In that case, court documents show the church had known of other complaints against Anderson before GLJ’s abuse but failed to remove him from circulation, instead shuffling him through various NSW parishes.
The high court’s decision in her case could reshape the way in which institutions are able to seek stays. But many lawyers believe that legislative reform will be needed regardless of what the high court finds.
The issue of permanent stays was considered by the royal commission. It recommended that institutions retain the power to use stay applications to prevent unfair trials due to delay.

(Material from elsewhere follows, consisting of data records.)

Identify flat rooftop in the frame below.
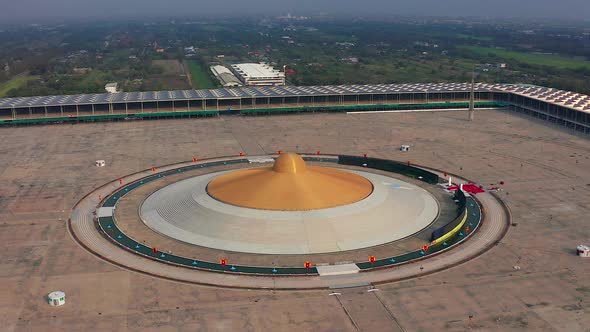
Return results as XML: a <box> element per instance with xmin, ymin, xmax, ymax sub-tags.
<box><xmin>0</xmin><ymin>111</ymin><xmax>590</xmax><ymax>332</ymax></box>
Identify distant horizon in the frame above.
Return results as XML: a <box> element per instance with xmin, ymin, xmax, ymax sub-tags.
<box><xmin>0</xmin><ymin>0</ymin><xmax>590</xmax><ymax>25</ymax></box>
<box><xmin>0</xmin><ymin>12</ymin><xmax>590</xmax><ymax>28</ymax></box>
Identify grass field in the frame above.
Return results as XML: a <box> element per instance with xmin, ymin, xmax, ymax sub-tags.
<box><xmin>459</xmin><ymin>46</ymin><xmax>590</xmax><ymax>69</ymax></box>
<box><xmin>0</xmin><ymin>75</ymin><xmax>39</xmax><ymax>98</ymax></box>
<box><xmin>188</xmin><ymin>61</ymin><xmax>218</xmax><ymax>89</ymax></box>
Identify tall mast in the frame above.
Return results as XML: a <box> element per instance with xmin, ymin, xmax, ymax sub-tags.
<box><xmin>469</xmin><ymin>70</ymin><xmax>475</xmax><ymax>121</ymax></box>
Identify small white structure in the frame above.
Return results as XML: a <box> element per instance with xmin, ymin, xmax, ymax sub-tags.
<box><xmin>211</xmin><ymin>65</ymin><xmax>242</xmax><ymax>87</ymax></box>
<box><xmin>47</xmin><ymin>291</ymin><xmax>66</xmax><ymax>307</ymax></box>
<box><xmin>104</xmin><ymin>83</ymin><xmax>119</xmax><ymax>93</ymax></box>
<box><xmin>231</xmin><ymin>63</ymin><xmax>285</xmax><ymax>86</ymax></box>
<box><xmin>576</xmin><ymin>244</ymin><xmax>590</xmax><ymax>257</ymax></box>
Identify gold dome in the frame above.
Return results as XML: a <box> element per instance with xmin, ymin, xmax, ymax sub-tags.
<box><xmin>207</xmin><ymin>153</ymin><xmax>373</xmax><ymax>211</ymax></box>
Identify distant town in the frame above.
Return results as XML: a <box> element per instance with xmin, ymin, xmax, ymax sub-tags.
<box><xmin>0</xmin><ymin>13</ymin><xmax>590</xmax><ymax>97</ymax></box>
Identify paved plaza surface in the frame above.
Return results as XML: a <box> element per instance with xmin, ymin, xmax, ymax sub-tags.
<box><xmin>0</xmin><ymin>111</ymin><xmax>590</xmax><ymax>331</ymax></box>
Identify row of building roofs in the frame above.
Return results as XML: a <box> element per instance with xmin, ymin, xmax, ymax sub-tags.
<box><xmin>0</xmin><ymin>83</ymin><xmax>590</xmax><ymax>112</ymax></box>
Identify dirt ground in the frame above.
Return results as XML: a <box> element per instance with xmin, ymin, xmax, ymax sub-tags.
<box><xmin>0</xmin><ymin>111</ymin><xmax>590</xmax><ymax>331</ymax></box>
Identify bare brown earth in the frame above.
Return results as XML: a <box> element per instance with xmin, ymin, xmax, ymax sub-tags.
<box><xmin>0</xmin><ymin>111</ymin><xmax>590</xmax><ymax>331</ymax></box>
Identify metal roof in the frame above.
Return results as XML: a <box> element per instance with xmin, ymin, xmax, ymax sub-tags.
<box><xmin>499</xmin><ymin>84</ymin><xmax>590</xmax><ymax>113</ymax></box>
<box><xmin>0</xmin><ymin>83</ymin><xmax>510</xmax><ymax>108</ymax></box>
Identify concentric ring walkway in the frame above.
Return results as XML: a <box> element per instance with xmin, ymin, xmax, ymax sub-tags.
<box><xmin>69</xmin><ymin>154</ymin><xmax>509</xmax><ymax>289</ymax></box>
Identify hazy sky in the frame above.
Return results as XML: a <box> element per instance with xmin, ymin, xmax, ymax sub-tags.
<box><xmin>0</xmin><ymin>0</ymin><xmax>590</xmax><ymax>23</ymax></box>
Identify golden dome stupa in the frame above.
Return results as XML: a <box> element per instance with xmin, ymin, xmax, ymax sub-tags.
<box><xmin>207</xmin><ymin>153</ymin><xmax>373</xmax><ymax>211</ymax></box>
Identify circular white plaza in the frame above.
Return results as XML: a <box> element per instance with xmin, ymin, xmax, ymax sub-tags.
<box><xmin>140</xmin><ymin>170</ymin><xmax>439</xmax><ymax>254</ymax></box>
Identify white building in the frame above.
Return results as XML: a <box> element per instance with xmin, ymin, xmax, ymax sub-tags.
<box><xmin>104</xmin><ymin>83</ymin><xmax>119</xmax><ymax>93</ymax></box>
<box><xmin>231</xmin><ymin>63</ymin><xmax>285</xmax><ymax>86</ymax></box>
<box><xmin>211</xmin><ymin>65</ymin><xmax>242</xmax><ymax>87</ymax></box>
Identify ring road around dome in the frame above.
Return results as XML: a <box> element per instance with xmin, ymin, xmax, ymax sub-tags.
<box><xmin>68</xmin><ymin>156</ymin><xmax>509</xmax><ymax>288</ymax></box>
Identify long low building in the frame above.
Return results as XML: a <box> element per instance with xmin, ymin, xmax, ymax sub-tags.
<box><xmin>0</xmin><ymin>83</ymin><xmax>590</xmax><ymax>133</ymax></box>
<box><xmin>231</xmin><ymin>63</ymin><xmax>285</xmax><ymax>86</ymax></box>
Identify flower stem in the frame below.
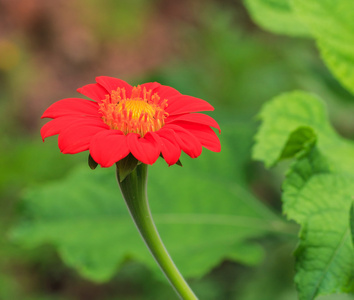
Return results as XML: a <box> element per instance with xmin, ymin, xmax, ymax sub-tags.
<box><xmin>117</xmin><ymin>164</ymin><xmax>198</xmax><ymax>300</ymax></box>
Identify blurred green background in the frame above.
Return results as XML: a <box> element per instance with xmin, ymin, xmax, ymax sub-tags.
<box><xmin>0</xmin><ymin>0</ymin><xmax>354</xmax><ymax>300</ymax></box>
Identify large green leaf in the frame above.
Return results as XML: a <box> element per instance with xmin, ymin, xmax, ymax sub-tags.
<box><xmin>253</xmin><ymin>92</ymin><xmax>354</xmax><ymax>300</ymax></box>
<box><xmin>244</xmin><ymin>0</ymin><xmax>308</xmax><ymax>36</ymax></box>
<box><xmin>293</xmin><ymin>0</ymin><xmax>354</xmax><ymax>93</ymax></box>
<box><xmin>253</xmin><ymin>91</ymin><xmax>354</xmax><ymax>173</ymax></box>
<box><xmin>13</xmin><ymin>123</ymin><xmax>286</xmax><ymax>281</ymax></box>
<box><xmin>283</xmin><ymin>148</ymin><xmax>354</xmax><ymax>300</ymax></box>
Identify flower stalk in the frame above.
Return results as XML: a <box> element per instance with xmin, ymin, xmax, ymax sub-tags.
<box><xmin>117</xmin><ymin>164</ymin><xmax>198</xmax><ymax>300</ymax></box>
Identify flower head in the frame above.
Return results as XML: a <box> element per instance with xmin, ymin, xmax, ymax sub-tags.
<box><xmin>41</xmin><ymin>76</ymin><xmax>220</xmax><ymax>167</ymax></box>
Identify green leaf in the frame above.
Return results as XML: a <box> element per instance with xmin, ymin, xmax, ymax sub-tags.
<box><xmin>279</xmin><ymin>127</ymin><xmax>317</xmax><ymax>160</ymax></box>
<box><xmin>244</xmin><ymin>0</ymin><xmax>309</xmax><ymax>36</ymax></box>
<box><xmin>283</xmin><ymin>148</ymin><xmax>354</xmax><ymax>300</ymax></box>
<box><xmin>349</xmin><ymin>201</ymin><xmax>354</xmax><ymax>245</ymax></box>
<box><xmin>253</xmin><ymin>91</ymin><xmax>354</xmax><ymax>173</ymax></box>
<box><xmin>293</xmin><ymin>0</ymin><xmax>354</xmax><ymax>93</ymax></box>
<box><xmin>13</xmin><ymin>123</ymin><xmax>287</xmax><ymax>281</ymax></box>
<box><xmin>253</xmin><ymin>92</ymin><xmax>354</xmax><ymax>300</ymax></box>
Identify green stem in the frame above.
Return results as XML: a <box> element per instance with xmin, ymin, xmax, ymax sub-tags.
<box><xmin>117</xmin><ymin>164</ymin><xmax>198</xmax><ymax>300</ymax></box>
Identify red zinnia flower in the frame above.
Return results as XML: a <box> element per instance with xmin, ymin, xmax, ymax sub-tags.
<box><xmin>41</xmin><ymin>76</ymin><xmax>220</xmax><ymax>167</ymax></box>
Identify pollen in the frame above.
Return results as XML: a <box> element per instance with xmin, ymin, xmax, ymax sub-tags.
<box><xmin>99</xmin><ymin>85</ymin><xmax>168</xmax><ymax>136</ymax></box>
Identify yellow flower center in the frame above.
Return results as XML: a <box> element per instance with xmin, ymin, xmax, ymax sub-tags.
<box><xmin>99</xmin><ymin>85</ymin><xmax>168</xmax><ymax>136</ymax></box>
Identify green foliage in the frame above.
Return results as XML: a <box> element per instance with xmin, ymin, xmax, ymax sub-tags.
<box><xmin>293</xmin><ymin>0</ymin><xmax>354</xmax><ymax>93</ymax></box>
<box><xmin>244</xmin><ymin>0</ymin><xmax>308</xmax><ymax>36</ymax></box>
<box><xmin>14</xmin><ymin>125</ymin><xmax>285</xmax><ymax>281</ymax></box>
<box><xmin>245</xmin><ymin>0</ymin><xmax>354</xmax><ymax>93</ymax></box>
<box><xmin>254</xmin><ymin>92</ymin><xmax>354</xmax><ymax>300</ymax></box>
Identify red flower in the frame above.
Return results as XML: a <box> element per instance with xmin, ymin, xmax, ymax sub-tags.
<box><xmin>41</xmin><ymin>76</ymin><xmax>220</xmax><ymax>167</ymax></box>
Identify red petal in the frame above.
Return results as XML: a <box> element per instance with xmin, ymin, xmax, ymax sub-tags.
<box><xmin>90</xmin><ymin>130</ymin><xmax>129</xmax><ymax>168</ymax></box>
<box><xmin>77</xmin><ymin>83</ymin><xmax>109</xmax><ymax>102</ymax></box>
<box><xmin>165</xmin><ymin>113</ymin><xmax>221</xmax><ymax>133</ymax></box>
<box><xmin>127</xmin><ymin>132</ymin><xmax>160</xmax><ymax>165</ymax></box>
<box><xmin>164</xmin><ymin>124</ymin><xmax>202</xmax><ymax>158</ymax></box>
<box><xmin>96</xmin><ymin>76</ymin><xmax>133</xmax><ymax>97</ymax></box>
<box><xmin>140</xmin><ymin>82</ymin><xmax>161</xmax><ymax>93</ymax></box>
<box><xmin>42</xmin><ymin>98</ymin><xmax>100</xmax><ymax>119</ymax></box>
<box><xmin>58</xmin><ymin>120</ymin><xmax>109</xmax><ymax>154</ymax></box>
<box><xmin>155</xmin><ymin>129</ymin><xmax>181</xmax><ymax>166</ymax></box>
<box><xmin>166</xmin><ymin>95</ymin><xmax>214</xmax><ymax>116</ymax></box>
<box><xmin>41</xmin><ymin>116</ymin><xmax>102</xmax><ymax>141</ymax></box>
<box><xmin>153</xmin><ymin>85</ymin><xmax>182</xmax><ymax>99</ymax></box>
<box><xmin>175</xmin><ymin>121</ymin><xmax>221</xmax><ymax>152</ymax></box>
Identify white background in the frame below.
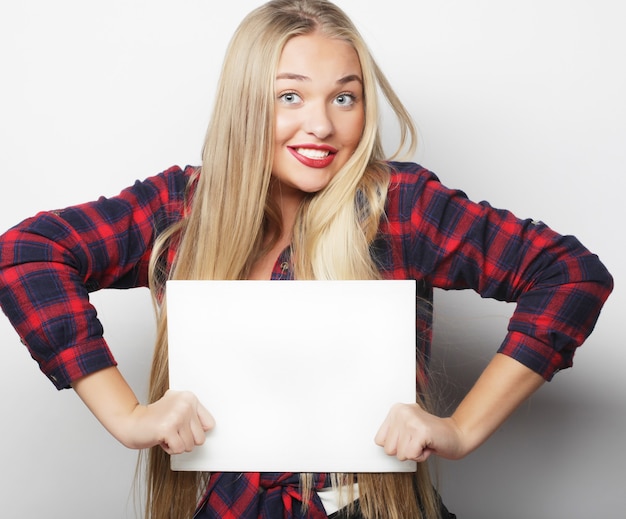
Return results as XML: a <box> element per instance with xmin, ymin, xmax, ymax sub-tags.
<box><xmin>0</xmin><ymin>0</ymin><xmax>626</xmax><ymax>519</ymax></box>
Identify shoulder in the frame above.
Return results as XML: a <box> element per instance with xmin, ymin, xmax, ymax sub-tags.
<box><xmin>387</xmin><ymin>165</ymin><xmax>439</xmax><ymax>186</ymax></box>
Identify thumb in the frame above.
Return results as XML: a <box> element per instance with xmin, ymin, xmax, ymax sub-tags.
<box><xmin>197</xmin><ymin>402</ymin><xmax>215</xmax><ymax>432</ymax></box>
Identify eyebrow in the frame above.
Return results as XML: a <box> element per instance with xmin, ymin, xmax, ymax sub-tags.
<box><xmin>276</xmin><ymin>72</ymin><xmax>363</xmax><ymax>85</ymax></box>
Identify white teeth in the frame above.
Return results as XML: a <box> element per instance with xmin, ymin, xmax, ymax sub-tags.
<box><xmin>296</xmin><ymin>148</ymin><xmax>330</xmax><ymax>159</ymax></box>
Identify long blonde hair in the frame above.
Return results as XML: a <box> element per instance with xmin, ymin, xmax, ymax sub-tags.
<box><xmin>146</xmin><ymin>0</ymin><xmax>438</xmax><ymax>519</ymax></box>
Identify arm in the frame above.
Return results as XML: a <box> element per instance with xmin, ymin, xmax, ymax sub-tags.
<box><xmin>375</xmin><ymin>354</ymin><xmax>544</xmax><ymax>461</ymax></box>
<box><xmin>0</xmin><ymin>168</ymin><xmax>188</xmax><ymax>389</ymax></box>
<box><xmin>72</xmin><ymin>367</ymin><xmax>215</xmax><ymax>454</ymax></box>
<box><xmin>0</xmin><ymin>168</ymin><xmax>213</xmax><ymax>453</ymax></box>
<box><xmin>376</xmin><ymin>166</ymin><xmax>613</xmax><ymax>460</ymax></box>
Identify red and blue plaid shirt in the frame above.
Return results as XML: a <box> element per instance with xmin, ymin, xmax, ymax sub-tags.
<box><xmin>0</xmin><ymin>163</ymin><xmax>613</xmax><ymax>517</ymax></box>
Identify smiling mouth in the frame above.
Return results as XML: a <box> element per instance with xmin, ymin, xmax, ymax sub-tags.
<box><xmin>287</xmin><ymin>146</ymin><xmax>337</xmax><ymax>168</ymax></box>
<box><xmin>294</xmin><ymin>148</ymin><xmax>330</xmax><ymax>159</ymax></box>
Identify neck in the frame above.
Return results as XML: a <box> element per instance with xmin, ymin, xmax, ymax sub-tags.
<box><xmin>270</xmin><ymin>182</ymin><xmax>306</xmax><ymax>246</ymax></box>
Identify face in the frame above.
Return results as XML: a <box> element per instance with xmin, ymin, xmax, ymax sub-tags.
<box><xmin>272</xmin><ymin>33</ymin><xmax>365</xmax><ymax>197</ymax></box>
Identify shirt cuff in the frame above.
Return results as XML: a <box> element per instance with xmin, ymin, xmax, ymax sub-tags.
<box><xmin>40</xmin><ymin>337</ymin><xmax>117</xmax><ymax>389</ymax></box>
<box><xmin>498</xmin><ymin>332</ymin><xmax>574</xmax><ymax>381</ymax></box>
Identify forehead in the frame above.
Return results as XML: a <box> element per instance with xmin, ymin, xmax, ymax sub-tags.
<box><xmin>277</xmin><ymin>32</ymin><xmax>361</xmax><ymax>79</ymax></box>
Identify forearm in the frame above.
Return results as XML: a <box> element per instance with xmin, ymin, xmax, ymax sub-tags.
<box><xmin>375</xmin><ymin>354</ymin><xmax>544</xmax><ymax>461</ymax></box>
<box><xmin>450</xmin><ymin>354</ymin><xmax>544</xmax><ymax>457</ymax></box>
<box><xmin>73</xmin><ymin>367</ymin><xmax>215</xmax><ymax>454</ymax></box>
<box><xmin>72</xmin><ymin>367</ymin><xmax>139</xmax><ymax>448</ymax></box>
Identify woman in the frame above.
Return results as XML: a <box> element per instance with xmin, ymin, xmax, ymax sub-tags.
<box><xmin>0</xmin><ymin>0</ymin><xmax>612</xmax><ymax>518</ymax></box>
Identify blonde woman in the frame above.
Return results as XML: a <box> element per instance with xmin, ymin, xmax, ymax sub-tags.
<box><xmin>0</xmin><ymin>0</ymin><xmax>612</xmax><ymax>519</ymax></box>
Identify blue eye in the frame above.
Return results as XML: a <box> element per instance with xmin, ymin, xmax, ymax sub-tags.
<box><xmin>335</xmin><ymin>93</ymin><xmax>356</xmax><ymax>106</ymax></box>
<box><xmin>278</xmin><ymin>92</ymin><xmax>302</xmax><ymax>105</ymax></box>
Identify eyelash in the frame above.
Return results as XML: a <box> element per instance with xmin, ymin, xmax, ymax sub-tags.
<box><xmin>278</xmin><ymin>91</ymin><xmax>357</xmax><ymax>106</ymax></box>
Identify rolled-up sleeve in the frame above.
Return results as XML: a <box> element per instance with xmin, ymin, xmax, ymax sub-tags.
<box><xmin>389</xmin><ymin>165</ymin><xmax>613</xmax><ymax>380</ymax></box>
<box><xmin>0</xmin><ymin>167</ymin><xmax>191</xmax><ymax>389</ymax></box>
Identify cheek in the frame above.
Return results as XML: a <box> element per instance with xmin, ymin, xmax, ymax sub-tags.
<box><xmin>346</xmin><ymin>111</ymin><xmax>365</xmax><ymax>148</ymax></box>
<box><xmin>274</xmin><ymin>112</ymin><xmax>295</xmax><ymax>142</ymax></box>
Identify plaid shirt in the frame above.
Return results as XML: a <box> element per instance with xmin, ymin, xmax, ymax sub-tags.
<box><xmin>0</xmin><ymin>163</ymin><xmax>613</xmax><ymax>517</ymax></box>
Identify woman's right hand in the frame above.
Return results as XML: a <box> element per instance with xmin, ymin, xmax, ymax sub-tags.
<box><xmin>72</xmin><ymin>367</ymin><xmax>215</xmax><ymax>454</ymax></box>
<box><xmin>120</xmin><ymin>390</ymin><xmax>215</xmax><ymax>454</ymax></box>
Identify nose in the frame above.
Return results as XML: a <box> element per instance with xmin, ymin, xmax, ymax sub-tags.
<box><xmin>304</xmin><ymin>103</ymin><xmax>334</xmax><ymax>140</ymax></box>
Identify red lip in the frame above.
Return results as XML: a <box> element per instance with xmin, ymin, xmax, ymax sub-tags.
<box><xmin>287</xmin><ymin>144</ymin><xmax>337</xmax><ymax>168</ymax></box>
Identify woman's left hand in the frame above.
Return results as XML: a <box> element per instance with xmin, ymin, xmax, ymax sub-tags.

Critics say the royal commission could not have envisaged that they would be used in a routine fashion in cases where perpetrators have died, given it takes on average 22 years for survivors to come forward.
“It’s quite extraordinary the circumstances in which they’re being granted, even in respect of institutions where they knew about abusive people and failed to take any useful action to stop them continuing their abuse,” Morrison said, not referring to any specific case. “That’s an absolute disgrace that they should be able to get a stay of claims against them.”